Establishing a steady-state baseline is crucial before running any chaos experiment. It helps you distinguish normal behavior from fault-induced anomalies.
Observability Tools and Key Metrics
| Observability Tool | Focus | Key Metrics |
|---|---|---|
| CloudWatch Container Insights | Cluster-level | CPU & memory utilization, alarms |
| CloudWatch Performance Dashboard | Service-level | Running pods, CPU utilization, memory use |
| CloudWatch RUM | End-user metrics | Largest Contentful Paint (LCP), First Input Delay (FID), UX ratings |
1. CloudWatch Container Insights
To begin, navigate to the CloudWatch Container Insights dashboard and select your EKS cluster. Here you can view overall CPU and memory utilization, cluster state summaries, and alarm statuses.

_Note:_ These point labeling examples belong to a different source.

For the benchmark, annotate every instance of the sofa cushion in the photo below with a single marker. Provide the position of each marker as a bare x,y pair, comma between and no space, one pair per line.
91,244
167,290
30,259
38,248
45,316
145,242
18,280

2. Service-Level Performance Dashboard
Next, go to the Services section under CloudWatch performance dashboards. Wait for the metrics to load, then review:- Number of running pods
- Pod CPU utilization
- Pod memory utilization


3. Real User Monitoring (RUM)
For end-user experience, use CloudWatch RUM. Select your PetSite RUM app monitor to view session quality:- Positive
- Tolerable
- Frustrating

4. Page Load Metrics Overview
Finally, review the page load times and Cumulative Layout Shift (CLS) trends to understand the front-end impact before fault injection.